Cela fait dix ans que nous disons qu'il n'existe pas de politique de communication de l'État et nombreux sont ceux qui voudraient nous faire croire que quelques spots publicitaires et la répétition de mots d'ordre, en copiant les modèles de l'ennemi, constituent une politique.

Nous devons prendre conscience que la bataille contre le terrorisme médiatique fait partie de la bataille culturelle. C'est une guerre qui ne se limite pas à des mots d'ordre, il faut s'y préparer de manière adéquate pour s'approprier la technologie et savoir clairement pourquoi il nous faut ces armes, pourquoi il nous faut cette technologie.
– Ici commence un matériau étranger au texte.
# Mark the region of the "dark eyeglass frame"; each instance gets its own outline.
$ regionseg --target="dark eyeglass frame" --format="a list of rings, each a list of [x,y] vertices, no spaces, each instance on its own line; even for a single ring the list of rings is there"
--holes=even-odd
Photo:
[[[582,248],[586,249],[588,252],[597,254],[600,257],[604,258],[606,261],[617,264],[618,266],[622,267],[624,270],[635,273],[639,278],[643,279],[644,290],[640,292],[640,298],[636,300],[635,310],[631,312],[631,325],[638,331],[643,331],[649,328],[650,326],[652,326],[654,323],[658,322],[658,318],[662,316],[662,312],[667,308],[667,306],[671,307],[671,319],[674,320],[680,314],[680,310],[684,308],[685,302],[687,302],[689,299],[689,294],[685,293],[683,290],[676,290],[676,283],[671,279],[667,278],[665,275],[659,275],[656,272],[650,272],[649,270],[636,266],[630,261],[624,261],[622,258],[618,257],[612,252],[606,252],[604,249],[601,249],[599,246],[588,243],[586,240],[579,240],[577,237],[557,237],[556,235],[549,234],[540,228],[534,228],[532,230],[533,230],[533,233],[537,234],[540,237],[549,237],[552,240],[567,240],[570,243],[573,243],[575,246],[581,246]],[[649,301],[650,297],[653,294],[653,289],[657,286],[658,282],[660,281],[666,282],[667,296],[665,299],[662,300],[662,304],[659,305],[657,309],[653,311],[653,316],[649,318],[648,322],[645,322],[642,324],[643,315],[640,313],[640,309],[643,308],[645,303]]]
Il ne s'agit pas seulement de disposer des moyens de communication, mais de savoir s'en servir pour qu'en fin de compte ils ne s'ajoutent pas à l'arsenal hégémonique contre nos peuples.

 

 

Nouveaux médias, absence de nouveaux contenus

Il ne sert à rien d'avoir de nouveaux médias, de nouvelles stations de télévision, si nous n'avons pas de nouveaux contenus, si nous continuons de copier les formes et les contenus hégémoniques.

Lorsque nous avons lancé le projet Telesur, il y avait deux projets joints : une télévision latino-américaine donnant un point de vue latino-américain sur les évènements mondiaux, une fenêtre sur la production audiovisuelle de l'Amérique Latine ; mais aussi la création d'une fabrique de contenus latino-américains, indispensable pour nourrir Telesur et toutes les télés du continent. Hollywood ne parvient pas à fournir ses propres canaux, mais ils continuent à repasser des histoires d'il y a trente, quarante ou cinquante ans. Aujourd'hui, nous avons en Amérique latine une production audiovisuelle et culturelle très anarchique, qui ne peut fournir nos radios, télés, internet en contenu. Cela ne nous sert à rien d'avoir de nouveaux médias si nous ne créons pas la nécessité de nous regarder de nos propres yeux, car lancer de nouveaux médias pour répéter le message de l'ennemi, pour relayer les agences de presse et les politiques de l'ennemi, c'est être son complice.

 

Six chaînes de télévision étatiques et moins de 10 % de l'audience

Nous avons six chaînes de télévision étatiques qui ensemble ne dépassent pas les 10 % de l'audience. C'est quelque chose que nous faisons très mal du point de vue de la communication. Ce processus a toujours été réactif, s'adaptant à l'ordre du jour de l'ennemi, il a en particulier rendu visible des choses comme l'assemblée de Société interaméricaine de presse (1) et la visite de Varga Llosa à l'extrême droite récalcitrante (2). Sans l'initiative de fonctionnaires du gouvernement, de plus persuadés qu'une réunion de journalistes et de quelques intellectuels de gauche, dont certains amenés d'urgence, correspondait aux désirs du parti, la chose serait passée inaperçue. Ainsi nous rendons visible ce que la presse hégémonique ne met pas en valeur, nous mettons en valeur l'ennemi, nous lui donnons des occasions, alors que c'est une extrême droite qui n'a pas d'équivalent en Amérique Latine.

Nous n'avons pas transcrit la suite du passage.